Acara berlangsung begitu meriah. Pada akhirnya Tan dan Amy selesai melakukan acara pertunangan atau lamaran yang disebutkan. Hal ini justru bagai mimpi bagi Amy. Sorak ramai begitu seru terdengar dari para audien yang hadir.
"Bagaimana ini?" gumam Amy seraya menatap nanar ke arah orang-orang yang berdiri di depan sana.
"Oi, kau harus terus melanjutkan ini, bertahanlah sebentar lagi!" ucap Tan mencoba menyadarkan stafnya itu.
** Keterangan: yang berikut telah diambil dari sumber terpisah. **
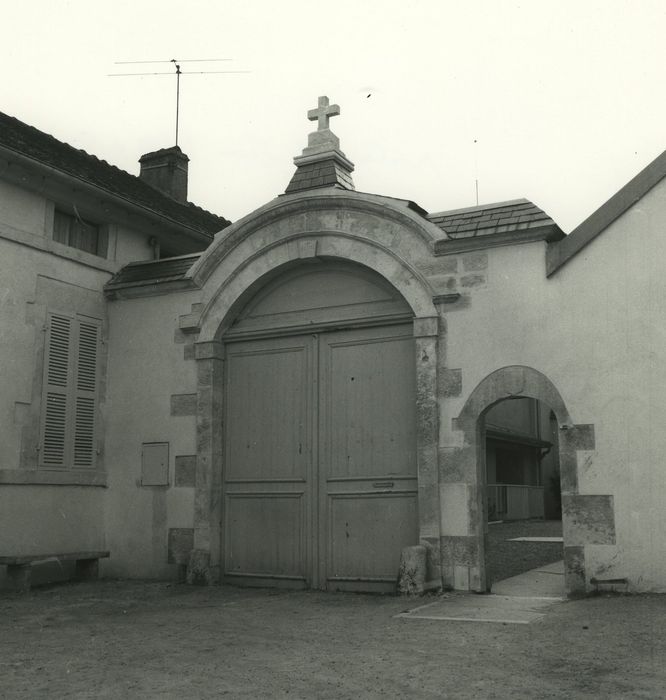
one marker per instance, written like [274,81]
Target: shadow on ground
[505,558]
[114,640]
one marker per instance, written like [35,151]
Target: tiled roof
[322,173]
[44,148]
[486,219]
[152,271]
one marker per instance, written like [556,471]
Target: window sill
[52,477]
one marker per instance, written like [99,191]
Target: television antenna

Tan juga merasakan hal yang sama, dia pun merasa hal ini bagai mimpi. Entah mimpi indah atau mimpi buruk, Tan tidak bisa memutuskan. Hanya saja, untuk saat ini dia bisa selamat dari amukan Wang dan para kolega, berkat Amy. Meski dalam hatinya masih mengharapkan Sara yang berada di sana bersamanya.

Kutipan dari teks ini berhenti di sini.